Begging on London Transport

MQT on 2014-03-19
Session date: 
March 19, 2014
Question By: 
Valerie Shawcross
Labour Group
Asked Of: 
The Mayor


How are the Met working with BTP colleagues to tackle begging on trains and Underground services, which appears to be on the increase?


Answer for Begging on London Transport

Answer for Begging on London Transport

Answered By: 
The Mayor

Depending on its nature, begging on the network and in the immediate environs, is an offence under the Vagrancy Act or the railway byelaws.

Wherever possible our policing partners (including the City of London Police) will adopt a preventative or problem-solving approach by signposting offenders to organisations which will be able to support and assist them. For persistent offenders measures such as arrest and Acceptable Behaviour Contracts will be used. For those found guilty at court, anti-social behaviour contracts can and will be applied for.  This role largely falls within the remit of BTP Neighbourhood Policing Teams and MPS Safer Transport Teams who provide a high-visibility presence across the London transport network to reduce crime, detect offenders and reassure staff and the travelling public.

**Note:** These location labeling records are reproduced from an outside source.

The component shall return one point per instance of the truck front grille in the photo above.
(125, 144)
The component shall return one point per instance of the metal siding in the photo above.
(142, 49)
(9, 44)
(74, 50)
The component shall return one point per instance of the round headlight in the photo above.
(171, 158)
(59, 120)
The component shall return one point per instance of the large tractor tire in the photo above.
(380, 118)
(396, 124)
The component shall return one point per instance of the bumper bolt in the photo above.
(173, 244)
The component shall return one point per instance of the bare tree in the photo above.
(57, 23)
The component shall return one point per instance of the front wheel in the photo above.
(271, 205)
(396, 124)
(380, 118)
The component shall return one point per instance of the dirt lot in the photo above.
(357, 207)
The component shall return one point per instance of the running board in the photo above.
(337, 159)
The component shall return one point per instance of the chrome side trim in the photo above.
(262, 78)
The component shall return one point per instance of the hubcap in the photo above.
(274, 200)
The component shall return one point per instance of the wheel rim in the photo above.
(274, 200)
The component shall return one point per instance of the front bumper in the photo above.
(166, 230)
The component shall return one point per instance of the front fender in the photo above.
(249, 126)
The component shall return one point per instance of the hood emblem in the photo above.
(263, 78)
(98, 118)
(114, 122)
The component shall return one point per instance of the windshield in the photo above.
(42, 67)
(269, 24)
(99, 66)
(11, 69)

In addition, the MPS and BTP work jointly at a number of major transport hubs across the Capital, ensuring that as few beggars as possible actually enter the network. Intelligence on specific problems is co-ordinated via the Enforcement and On Street Operations Directorate (EOS) at TfL, and activity monitored through the various 'Compstat' style performance management processes run jointly between TfL and its policing partners.